I. The GPS coordinates embedded in the photo could reveal the user's home address or daily location patterns.
II. The timestamp metadata could allow someone to determine when the user is typically away from home.
III. The image resolution metadata makes it easier to compress the photo and reduce its quality.
- (A) I only
- (B) I and II only
- (C) II and III only
- (D) I, II, and III
Show Answer & Explanation
Answer: B — I and II only
Statement I is true: GPS metadata embedded in photos is a well-documented privacy risk. Posting a photo taken at home reveals your home's exact location. Statement II is true: timestamps across many photos create a pattern of when and where someone is at predictable times, enabling location prediction. Statement III is false: image resolution is a technical characteristic of the image, not a privacy concern. It does not facilitate surveillance or reveal personal information. Since III is false, eliminate (C) and (D).
Question 5
A study finds that cities with more coffee shops have higher rates of college graduation. A journalist writes a headline stating: "Coffee Shops Drive Educational Achievement." Which of the following best explains why this conclusion is not supported by the data?
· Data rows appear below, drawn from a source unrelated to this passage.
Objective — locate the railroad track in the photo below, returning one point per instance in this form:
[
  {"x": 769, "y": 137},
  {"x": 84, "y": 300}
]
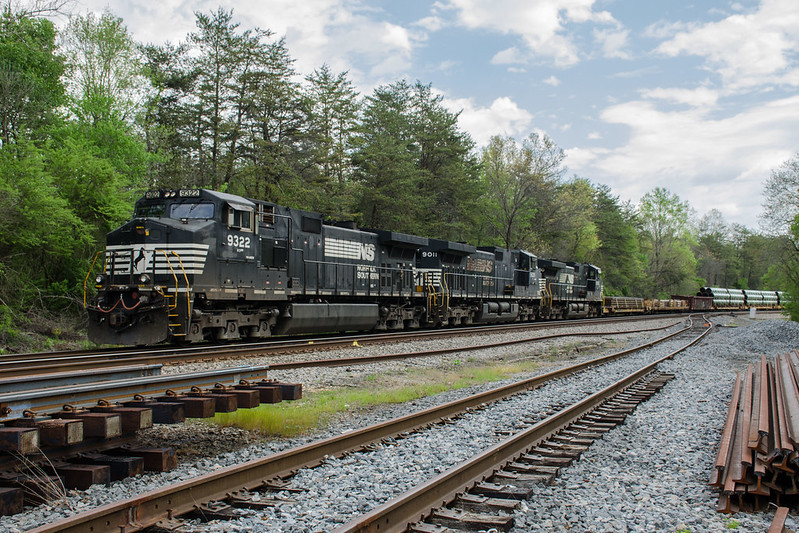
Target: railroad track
[
  {"x": 200, "y": 494},
  {"x": 72, "y": 417},
  {"x": 23, "y": 365}
]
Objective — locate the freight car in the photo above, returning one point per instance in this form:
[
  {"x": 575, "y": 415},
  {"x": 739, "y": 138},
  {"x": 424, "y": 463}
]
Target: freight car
[
  {"x": 737, "y": 299},
  {"x": 197, "y": 264}
]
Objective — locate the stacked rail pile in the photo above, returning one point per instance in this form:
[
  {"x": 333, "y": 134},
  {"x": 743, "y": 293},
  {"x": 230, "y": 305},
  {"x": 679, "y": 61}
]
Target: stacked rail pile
[{"x": 757, "y": 461}]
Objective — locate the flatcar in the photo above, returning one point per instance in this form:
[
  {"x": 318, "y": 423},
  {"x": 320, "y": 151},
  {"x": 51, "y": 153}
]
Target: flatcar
[{"x": 197, "y": 264}]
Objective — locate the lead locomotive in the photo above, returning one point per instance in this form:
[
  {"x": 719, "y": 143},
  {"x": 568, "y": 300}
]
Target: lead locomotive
[{"x": 198, "y": 264}]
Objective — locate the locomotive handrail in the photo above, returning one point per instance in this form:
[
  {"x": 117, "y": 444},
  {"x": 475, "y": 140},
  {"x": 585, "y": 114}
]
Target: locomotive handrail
[
  {"x": 88, "y": 274},
  {"x": 188, "y": 291}
]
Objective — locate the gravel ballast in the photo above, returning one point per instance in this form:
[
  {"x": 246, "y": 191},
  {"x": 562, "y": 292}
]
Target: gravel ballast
[{"x": 650, "y": 474}]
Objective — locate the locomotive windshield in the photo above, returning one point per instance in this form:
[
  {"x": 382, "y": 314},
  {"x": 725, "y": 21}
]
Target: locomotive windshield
[
  {"x": 150, "y": 211},
  {"x": 176, "y": 210},
  {"x": 201, "y": 210}
]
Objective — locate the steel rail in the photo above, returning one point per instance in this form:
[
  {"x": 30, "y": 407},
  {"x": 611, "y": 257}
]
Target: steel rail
[
  {"x": 147, "y": 509},
  {"x": 177, "y": 353},
  {"x": 26, "y": 368},
  {"x": 14, "y": 404},
  {"x": 397, "y": 514}
]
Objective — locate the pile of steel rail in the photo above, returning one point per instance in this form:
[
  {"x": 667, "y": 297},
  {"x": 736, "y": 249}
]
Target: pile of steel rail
[{"x": 757, "y": 462}]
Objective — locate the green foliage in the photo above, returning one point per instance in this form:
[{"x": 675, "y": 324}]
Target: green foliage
[
  {"x": 618, "y": 254},
  {"x": 413, "y": 166},
  {"x": 666, "y": 240},
  {"x": 86, "y": 126},
  {"x": 30, "y": 76}
]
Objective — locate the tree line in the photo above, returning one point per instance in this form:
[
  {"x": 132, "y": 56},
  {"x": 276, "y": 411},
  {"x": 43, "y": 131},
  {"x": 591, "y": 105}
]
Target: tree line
[{"x": 89, "y": 119}]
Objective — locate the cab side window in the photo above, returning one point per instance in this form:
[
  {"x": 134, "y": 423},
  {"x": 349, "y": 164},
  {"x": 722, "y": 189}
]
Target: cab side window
[{"x": 240, "y": 219}]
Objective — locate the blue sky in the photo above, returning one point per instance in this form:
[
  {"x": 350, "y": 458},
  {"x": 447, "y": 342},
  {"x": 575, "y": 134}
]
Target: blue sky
[{"x": 697, "y": 97}]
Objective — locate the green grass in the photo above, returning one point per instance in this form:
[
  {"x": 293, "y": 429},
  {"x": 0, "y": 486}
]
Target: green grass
[{"x": 314, "y": 410}]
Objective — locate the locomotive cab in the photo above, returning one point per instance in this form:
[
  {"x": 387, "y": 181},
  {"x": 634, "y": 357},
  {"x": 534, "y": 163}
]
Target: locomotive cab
[{"x": 157, "y": 262}]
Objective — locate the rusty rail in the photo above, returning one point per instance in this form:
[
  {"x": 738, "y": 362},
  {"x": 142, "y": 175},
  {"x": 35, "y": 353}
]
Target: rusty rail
[
  {"x": 163, "y": 504},
  {"x": 757, "y": 460},
  {"x": 396, "y": 515}
]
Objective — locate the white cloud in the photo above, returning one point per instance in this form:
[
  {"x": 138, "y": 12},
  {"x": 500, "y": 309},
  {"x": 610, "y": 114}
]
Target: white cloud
[
  {"x": 693, "y": 97},
  {"x": 430, "y": 23},
  {"x": 745, "y": 50},
  {"x": 502, "y": 117},
  {"x": 712, "y": 163},
  {"x": 540, "y": 24},
  {"x": 613, "y": 43}
]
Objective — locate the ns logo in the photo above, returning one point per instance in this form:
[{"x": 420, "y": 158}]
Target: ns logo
[{"x": 367, "y": 252}]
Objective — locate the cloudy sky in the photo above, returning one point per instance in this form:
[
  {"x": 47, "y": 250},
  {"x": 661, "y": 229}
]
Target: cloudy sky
[{"x": 699, "y": 97}]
- (A) The data contains bias because coffee shop owners were not included in the study
- (B) The sample size was too small to establish a meaningful relationship between the two variables
- (C) The data shows correlation between coffee shops and graduation rates, but does not establish that one causes the other; both may be driven by a third factor such as urbanization or income level
- (D) The journalist correctly interpreted the data; high correlation is sufficient to conclude causation
Show Answer & Explanation
Answer: C
Correlation does not imply causation. Both coffee shops and college graduates tend to cluster in wealthier, more urban areas — a third variable (affluence, urban density) likely drives both trends independently. Eliminate (A): the study's coverage of coffee shop owners is not the issue. Eliminate (B): sample size is not mentioned as a problem. Eliminate (D): this is the exact misconception the question is testing — high correlation never proves causation on its own.